All my reasoning is correct so far?
Question 2.
I've seen a bunch of formulas and I don't know why we have so many different formulas for the same concept (variance) and which one I need to choose.
$var(\bar X)=\frac{\sigma^2}{n}=\frac{p(1-p)}{n}$
$var(\bar X) = \frac{s^2}{n}$, where $s=\frac{\sum_{i=1}^n (x_i-\bar X)^2}{n}$
$var(\hat p)=MSE(\hat p)-bias(\hat p,p)= \mathbb E[(p-\hat p)^2]-bias(\hat p,p)$
 A: The $X_{1},...,X_{n}$ variables coming from the $Bernoulli(p)$ and the $x_{1},...,x_{n}$ are realizations of those variables.
The main question is to check how well your $\hat{p}$ estimates the true parameter $p$.
Most frequently we want to check what happens to such assumptions asymptotically as $n\rightarrow \infty$.

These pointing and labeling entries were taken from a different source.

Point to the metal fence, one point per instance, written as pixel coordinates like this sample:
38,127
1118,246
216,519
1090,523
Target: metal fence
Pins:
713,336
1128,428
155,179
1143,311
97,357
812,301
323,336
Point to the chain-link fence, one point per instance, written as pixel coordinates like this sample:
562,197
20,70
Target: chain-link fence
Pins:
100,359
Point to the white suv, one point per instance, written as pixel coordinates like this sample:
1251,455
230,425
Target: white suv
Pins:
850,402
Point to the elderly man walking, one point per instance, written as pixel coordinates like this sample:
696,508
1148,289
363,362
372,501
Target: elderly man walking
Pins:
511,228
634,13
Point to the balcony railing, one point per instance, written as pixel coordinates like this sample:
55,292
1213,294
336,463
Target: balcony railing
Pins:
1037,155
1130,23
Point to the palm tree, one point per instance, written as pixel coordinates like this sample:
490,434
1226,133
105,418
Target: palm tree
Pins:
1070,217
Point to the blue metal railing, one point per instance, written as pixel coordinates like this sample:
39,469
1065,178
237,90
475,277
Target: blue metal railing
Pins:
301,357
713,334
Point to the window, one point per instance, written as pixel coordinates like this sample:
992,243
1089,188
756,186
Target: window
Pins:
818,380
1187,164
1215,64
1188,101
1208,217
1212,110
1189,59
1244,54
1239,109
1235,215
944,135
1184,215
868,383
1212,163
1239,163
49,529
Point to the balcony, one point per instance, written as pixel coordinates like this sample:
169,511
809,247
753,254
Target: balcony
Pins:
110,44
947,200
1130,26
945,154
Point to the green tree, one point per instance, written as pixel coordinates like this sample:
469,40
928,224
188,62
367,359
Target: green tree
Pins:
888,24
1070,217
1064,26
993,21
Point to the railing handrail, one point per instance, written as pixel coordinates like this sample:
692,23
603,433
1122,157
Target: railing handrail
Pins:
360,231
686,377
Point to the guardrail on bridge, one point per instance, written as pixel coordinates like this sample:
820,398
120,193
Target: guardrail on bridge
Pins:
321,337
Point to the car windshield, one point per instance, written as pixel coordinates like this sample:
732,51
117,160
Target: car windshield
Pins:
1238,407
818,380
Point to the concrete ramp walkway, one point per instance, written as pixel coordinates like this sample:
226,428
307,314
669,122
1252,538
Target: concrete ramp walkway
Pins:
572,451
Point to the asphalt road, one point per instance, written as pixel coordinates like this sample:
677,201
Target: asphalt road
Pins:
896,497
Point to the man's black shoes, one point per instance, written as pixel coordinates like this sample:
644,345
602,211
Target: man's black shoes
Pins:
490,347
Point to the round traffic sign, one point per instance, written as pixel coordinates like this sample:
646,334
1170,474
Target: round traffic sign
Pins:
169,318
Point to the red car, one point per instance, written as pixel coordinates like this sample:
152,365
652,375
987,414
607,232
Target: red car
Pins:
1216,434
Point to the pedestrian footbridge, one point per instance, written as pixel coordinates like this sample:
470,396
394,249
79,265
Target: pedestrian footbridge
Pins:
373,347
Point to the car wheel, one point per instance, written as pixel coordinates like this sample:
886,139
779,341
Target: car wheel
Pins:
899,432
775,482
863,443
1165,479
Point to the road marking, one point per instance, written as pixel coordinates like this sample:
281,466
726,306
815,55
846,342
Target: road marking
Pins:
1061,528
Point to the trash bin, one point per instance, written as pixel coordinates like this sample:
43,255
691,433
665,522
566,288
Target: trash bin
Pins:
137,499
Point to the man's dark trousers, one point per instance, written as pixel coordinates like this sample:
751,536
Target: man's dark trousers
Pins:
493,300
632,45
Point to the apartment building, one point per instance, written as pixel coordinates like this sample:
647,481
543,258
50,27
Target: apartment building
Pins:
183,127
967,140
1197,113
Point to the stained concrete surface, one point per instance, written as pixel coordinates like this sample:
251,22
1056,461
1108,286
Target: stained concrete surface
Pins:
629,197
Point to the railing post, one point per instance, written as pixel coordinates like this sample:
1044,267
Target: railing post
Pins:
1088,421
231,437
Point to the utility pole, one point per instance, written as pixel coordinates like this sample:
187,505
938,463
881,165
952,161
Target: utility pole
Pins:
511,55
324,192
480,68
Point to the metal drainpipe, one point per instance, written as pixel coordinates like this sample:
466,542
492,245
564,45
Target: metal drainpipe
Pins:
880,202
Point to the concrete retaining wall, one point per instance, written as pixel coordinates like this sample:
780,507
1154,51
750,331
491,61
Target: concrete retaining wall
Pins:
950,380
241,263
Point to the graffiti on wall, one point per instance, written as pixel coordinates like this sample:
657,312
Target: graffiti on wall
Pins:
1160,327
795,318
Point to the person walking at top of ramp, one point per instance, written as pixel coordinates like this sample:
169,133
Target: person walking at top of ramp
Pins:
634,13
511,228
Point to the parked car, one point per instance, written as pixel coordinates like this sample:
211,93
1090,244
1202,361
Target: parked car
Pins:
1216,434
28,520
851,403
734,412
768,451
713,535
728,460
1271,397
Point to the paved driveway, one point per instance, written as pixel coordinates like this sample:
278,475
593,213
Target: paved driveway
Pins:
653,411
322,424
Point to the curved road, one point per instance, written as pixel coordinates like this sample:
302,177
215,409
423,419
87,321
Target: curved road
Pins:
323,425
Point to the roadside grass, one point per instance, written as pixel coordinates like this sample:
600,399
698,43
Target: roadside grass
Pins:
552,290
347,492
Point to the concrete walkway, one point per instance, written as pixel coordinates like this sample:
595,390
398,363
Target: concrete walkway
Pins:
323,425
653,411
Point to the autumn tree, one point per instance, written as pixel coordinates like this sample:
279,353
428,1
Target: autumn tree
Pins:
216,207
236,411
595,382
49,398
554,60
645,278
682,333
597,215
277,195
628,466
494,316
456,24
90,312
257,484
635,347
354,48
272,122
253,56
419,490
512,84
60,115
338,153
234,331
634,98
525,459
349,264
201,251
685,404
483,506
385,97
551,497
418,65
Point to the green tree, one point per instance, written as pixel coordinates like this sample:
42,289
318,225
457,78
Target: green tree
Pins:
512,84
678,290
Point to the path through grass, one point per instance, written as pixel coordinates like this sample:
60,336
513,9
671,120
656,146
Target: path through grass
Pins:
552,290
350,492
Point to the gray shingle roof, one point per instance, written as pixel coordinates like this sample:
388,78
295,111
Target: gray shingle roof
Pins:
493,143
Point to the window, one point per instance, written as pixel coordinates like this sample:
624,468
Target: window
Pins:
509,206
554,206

So, you define an estimator of the parameter $p$, as
$\bar{X}=\frac{X_{1}+X_{2}+...+X_{n}}{n}$
where it becomes an estimation of $p$, i.e $\hat{p}$, when you plug in the realizations $x_{i}$.
The $var(\bar{X})=\frac{\sigma^{2}}{n}$ is the variance estimation of the $\bar{X}$ when you have knowledge of the true variance of the distribution. You can check that this variance goes to $0$ as you increase your sample.
In case where you do not know the true variance, you have to calculate it through your sample so you have as you wrote $var(\bar{X})=\frac{s^{2}}{n}$
In the last case, might want to check how much, your estimation $\hat{p}$ differs from the true parameter $p$. You can check that by calculating the Mean Square Error $MSE$, which as you noted is equal to the variance plus the bias.
However, $X$ is an unbiased estimator, so the bias term is zero. And from previously you check that variance can be reduced as you increase the number of samples. So, the $MSE$ can be reduced by increasing your sample i.e you get better approximation as you increase your sample.
All, these formulas are connected with the $MSE$ which you can use to check how close you approximate the true parameter $p$, so I guess you have to use everything that it is contained in the $MSE$ formula.